Ele explica que os Caçadores da Alvorada nasceram pela necessidade de deixar Belmore mais segura, a qual tinha a menor frota de policiais do país. O grupo foi fundado por Willian, que já fazia um trabalho parecido uma década atrás na cidade onde morava. O grupo é formado por diferentes tipos de pessoas, como médicos, ferreiros, ex-militares etc., cada um com a sua importância. Rick ressalta que todos tinham pleno conhecimento em defesa corporal e luta com armas.
Rick, seu tio e o restante dos Caçadores da Alvorada bateram de frente com os rebeldes, e depois de muito lutar, estavam sendo derrotados. Vendo aquilo, William arrasta seu sobrinho até uma tenda de madeira, local da venda de frutas e legumes, onde se escondem e começam a conversar. O tio de Rick pede a ele que vá para casa e recolha o que conseguir, depois saia da cidade em direção á floresta, que era o local mais seguro. Rick o questionou porque estava fazendo isso, Willian explica que essa é a melhor coisa a se fazer. Seu sobrinho recusa a proposta, dizendo que prefere morrer como um herói, a fugir como um covarde.
Willian agarra os ombros de Rick e diz que não suportaria ver a coisa mais importante da sua vida morrer, mais um motivo para o seu sobrinho ir. Rick o questiona porque não vão juntos, seu tio diz que ele é o líder daqueles homens, jurou ficar ao lado deles até a morte, e pretende cumprir essa promessa. O garoto tenta argumentar, mas Willian não escuta e ordena que ele faça imediatamente o que lhe foi mandado. Rick balança a cabeça afirmadamente. Willian lhe dá as costas e se prepara para voltar à batalha, mas seu sobrinho o interrompe lhe abraçando e dizendo que nunca esquecerá tudo o que fez para ele até hoje, seu tio demora, mas acaba retribuindo o gesto, e completa pedindo que tenha cuidado, e acima de tudo seja forte para enfrentar os desafios que virão.

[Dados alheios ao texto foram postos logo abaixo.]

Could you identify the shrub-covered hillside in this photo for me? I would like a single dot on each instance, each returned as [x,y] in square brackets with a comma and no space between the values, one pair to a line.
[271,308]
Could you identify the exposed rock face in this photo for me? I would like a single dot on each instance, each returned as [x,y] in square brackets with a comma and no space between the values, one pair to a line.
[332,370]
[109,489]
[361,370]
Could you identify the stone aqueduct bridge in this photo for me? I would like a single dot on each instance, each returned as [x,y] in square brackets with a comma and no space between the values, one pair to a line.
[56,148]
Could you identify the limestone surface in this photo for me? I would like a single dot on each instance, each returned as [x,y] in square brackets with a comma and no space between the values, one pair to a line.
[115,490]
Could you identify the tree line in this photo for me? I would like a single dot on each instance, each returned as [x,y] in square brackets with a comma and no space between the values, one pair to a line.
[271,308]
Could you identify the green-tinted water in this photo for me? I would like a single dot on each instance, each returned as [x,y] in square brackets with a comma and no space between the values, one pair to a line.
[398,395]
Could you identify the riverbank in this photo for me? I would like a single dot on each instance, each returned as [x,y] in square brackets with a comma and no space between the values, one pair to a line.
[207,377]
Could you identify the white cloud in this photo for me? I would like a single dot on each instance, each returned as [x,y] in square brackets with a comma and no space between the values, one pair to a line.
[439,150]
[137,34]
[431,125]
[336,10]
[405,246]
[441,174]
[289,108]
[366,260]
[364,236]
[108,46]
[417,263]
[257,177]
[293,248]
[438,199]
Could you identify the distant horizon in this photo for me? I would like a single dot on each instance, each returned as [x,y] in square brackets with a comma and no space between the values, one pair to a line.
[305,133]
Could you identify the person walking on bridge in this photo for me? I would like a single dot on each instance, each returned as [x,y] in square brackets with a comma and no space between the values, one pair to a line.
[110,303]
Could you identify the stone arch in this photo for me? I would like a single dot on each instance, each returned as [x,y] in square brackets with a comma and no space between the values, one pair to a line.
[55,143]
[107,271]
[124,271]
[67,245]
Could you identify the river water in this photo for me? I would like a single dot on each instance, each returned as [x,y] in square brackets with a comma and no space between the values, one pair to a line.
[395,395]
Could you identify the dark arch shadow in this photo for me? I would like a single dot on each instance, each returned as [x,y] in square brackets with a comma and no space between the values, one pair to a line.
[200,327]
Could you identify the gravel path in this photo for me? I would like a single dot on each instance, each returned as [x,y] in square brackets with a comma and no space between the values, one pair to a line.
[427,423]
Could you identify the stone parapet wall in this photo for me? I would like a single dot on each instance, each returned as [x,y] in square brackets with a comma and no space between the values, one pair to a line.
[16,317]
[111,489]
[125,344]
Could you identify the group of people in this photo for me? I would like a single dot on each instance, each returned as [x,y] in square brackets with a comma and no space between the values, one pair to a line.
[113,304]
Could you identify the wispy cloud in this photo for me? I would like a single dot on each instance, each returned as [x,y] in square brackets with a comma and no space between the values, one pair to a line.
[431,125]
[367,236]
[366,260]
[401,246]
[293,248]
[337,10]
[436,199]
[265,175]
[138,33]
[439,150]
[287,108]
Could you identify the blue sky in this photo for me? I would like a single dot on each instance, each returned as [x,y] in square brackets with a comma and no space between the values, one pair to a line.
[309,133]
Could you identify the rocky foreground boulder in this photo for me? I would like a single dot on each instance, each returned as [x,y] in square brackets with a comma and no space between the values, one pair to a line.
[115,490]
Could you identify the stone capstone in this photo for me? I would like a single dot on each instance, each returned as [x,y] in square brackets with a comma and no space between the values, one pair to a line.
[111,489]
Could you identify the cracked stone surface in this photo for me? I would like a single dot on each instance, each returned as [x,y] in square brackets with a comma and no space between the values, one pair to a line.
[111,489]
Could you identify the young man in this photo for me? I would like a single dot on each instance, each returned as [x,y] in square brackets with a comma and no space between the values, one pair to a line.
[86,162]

Depois do longo abraço, tio e sobrinho tomam caminhos opostos. Ao chegar em casa Rick encontra uma mochila, dentro dela coloca algumas peças de roupa, poucos mantimentos, uma garrafa d'água, remédios e ervas variadas. Pega seu arco e a aljava com as flechas que ainda lhe restavam e segue com cuidado por entre as ruas da cidade até chegar a entrada da floresta, antes de continuar ele olha uma última vez para o seu lar e com lágrimas nos olhos parti para o seu destino incerto. Rick diz que durante esse tempo ele caçou para comer e bebeu água de chuva para não morrer de sede. Até que, dias atrás me ouviu gritar quando passava pelo local e o resto da história nós sabemos.

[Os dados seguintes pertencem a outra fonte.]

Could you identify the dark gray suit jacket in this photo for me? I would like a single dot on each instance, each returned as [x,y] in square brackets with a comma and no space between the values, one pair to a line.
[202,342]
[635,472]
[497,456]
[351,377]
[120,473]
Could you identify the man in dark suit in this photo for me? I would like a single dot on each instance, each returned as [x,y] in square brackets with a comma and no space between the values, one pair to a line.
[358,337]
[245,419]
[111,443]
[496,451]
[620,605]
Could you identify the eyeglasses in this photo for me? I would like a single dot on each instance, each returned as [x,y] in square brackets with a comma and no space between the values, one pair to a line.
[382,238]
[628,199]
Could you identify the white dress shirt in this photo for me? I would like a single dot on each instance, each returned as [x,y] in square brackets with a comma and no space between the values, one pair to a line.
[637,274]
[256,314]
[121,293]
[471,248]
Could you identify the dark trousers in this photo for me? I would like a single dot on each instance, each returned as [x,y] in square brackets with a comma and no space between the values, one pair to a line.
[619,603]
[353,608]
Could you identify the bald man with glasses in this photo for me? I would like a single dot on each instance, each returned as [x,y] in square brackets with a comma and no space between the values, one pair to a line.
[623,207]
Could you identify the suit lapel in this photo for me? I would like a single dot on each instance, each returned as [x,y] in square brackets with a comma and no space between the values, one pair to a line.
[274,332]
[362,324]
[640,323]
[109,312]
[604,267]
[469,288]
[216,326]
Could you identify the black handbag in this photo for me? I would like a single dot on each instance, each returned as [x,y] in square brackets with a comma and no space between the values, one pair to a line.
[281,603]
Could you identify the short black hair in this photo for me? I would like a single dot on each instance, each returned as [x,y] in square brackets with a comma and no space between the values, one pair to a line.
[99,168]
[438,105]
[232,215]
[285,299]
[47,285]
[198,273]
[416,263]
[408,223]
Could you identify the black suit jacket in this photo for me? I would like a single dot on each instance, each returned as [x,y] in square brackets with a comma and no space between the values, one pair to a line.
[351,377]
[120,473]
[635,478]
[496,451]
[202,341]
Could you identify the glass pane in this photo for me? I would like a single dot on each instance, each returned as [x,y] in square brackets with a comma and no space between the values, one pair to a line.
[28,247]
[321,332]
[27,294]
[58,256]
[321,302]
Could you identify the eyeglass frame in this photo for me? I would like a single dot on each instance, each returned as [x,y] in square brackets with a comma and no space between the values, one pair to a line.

Fico surpresa e um pouco chocada com o que acabo de ouvir. Consolo Rick que está triste.
- Eu passei por uma coisa parecida meses atrás, é por isso que moro no vilarejo, eu pelo menos não estava sozinha e ainda tive ajuda para escapar da tragédia que abateu muitas outras pessoas da minha cidade, mas você estava sozinho, sem ninguém para te ajudar ou apoiar. – relato, depois abraço Rick que está quase em prantos.
Não aguento, e lágrimas acabam escorrendo de meus olhos.

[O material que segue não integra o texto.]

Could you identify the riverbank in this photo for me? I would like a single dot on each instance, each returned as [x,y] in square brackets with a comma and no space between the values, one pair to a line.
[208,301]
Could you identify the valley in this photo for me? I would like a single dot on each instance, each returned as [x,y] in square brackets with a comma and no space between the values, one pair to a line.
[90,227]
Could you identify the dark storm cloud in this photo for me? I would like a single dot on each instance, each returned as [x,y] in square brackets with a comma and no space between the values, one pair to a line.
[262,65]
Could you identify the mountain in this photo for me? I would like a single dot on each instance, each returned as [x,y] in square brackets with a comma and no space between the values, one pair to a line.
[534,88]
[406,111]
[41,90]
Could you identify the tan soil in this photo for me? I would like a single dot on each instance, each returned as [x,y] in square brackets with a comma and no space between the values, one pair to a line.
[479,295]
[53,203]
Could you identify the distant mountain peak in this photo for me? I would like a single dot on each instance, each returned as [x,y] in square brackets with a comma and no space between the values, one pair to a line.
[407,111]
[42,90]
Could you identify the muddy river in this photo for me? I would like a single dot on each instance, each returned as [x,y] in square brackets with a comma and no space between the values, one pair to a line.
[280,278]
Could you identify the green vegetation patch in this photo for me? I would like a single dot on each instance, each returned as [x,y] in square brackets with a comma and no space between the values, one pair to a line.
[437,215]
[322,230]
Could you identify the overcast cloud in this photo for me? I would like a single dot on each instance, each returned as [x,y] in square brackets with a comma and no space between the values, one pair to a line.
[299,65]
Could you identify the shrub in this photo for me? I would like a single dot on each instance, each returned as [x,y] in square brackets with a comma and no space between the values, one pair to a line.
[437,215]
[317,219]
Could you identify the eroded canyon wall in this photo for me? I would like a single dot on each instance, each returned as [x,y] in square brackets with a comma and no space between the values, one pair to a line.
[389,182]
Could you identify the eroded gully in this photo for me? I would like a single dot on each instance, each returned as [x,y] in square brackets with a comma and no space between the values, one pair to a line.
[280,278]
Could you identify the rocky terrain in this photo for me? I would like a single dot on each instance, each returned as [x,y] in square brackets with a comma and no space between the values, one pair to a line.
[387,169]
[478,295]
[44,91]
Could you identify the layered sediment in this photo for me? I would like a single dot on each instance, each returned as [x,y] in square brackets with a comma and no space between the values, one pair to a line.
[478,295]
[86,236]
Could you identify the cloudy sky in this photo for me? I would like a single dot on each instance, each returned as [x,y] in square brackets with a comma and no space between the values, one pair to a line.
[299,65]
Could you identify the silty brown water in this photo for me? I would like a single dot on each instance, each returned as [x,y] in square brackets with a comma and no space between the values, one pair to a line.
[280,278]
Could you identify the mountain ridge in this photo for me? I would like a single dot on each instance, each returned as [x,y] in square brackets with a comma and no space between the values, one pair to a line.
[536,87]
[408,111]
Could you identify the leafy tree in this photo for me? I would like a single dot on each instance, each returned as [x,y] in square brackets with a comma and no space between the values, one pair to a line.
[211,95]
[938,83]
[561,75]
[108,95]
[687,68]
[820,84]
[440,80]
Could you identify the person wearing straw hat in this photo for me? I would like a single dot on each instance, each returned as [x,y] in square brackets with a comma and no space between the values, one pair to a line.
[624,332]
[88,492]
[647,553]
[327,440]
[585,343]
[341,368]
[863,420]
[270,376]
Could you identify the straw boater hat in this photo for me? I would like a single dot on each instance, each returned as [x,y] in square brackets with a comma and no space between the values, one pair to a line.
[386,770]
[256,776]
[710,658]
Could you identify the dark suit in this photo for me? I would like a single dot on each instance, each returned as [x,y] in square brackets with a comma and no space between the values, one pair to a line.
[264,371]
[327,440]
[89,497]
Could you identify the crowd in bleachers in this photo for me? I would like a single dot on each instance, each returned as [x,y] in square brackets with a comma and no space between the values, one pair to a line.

- Se eu não tivesse sido tão egoísta e permanecesse a lutar do seu lado, nesse momento meu tio poderia estar vivo e bem. – acusa ele.
- Se você não tivesse obedecido ao pedido do seu tio, provavelmente teria o mesmo destino dele, e nós não poderíamos ter essa conversa. Você é melhor que um herói, você é um sobrevivente. – afirmo.
- Nisso você está certa, eu sobrevivi e sabe de outra coisa, o único momento que parei de pensar na tragédia que ocorreu foi quando te conheci, de alguma forma que não sei explicar me sinto bem quando estou perto de você. – ele desabafa.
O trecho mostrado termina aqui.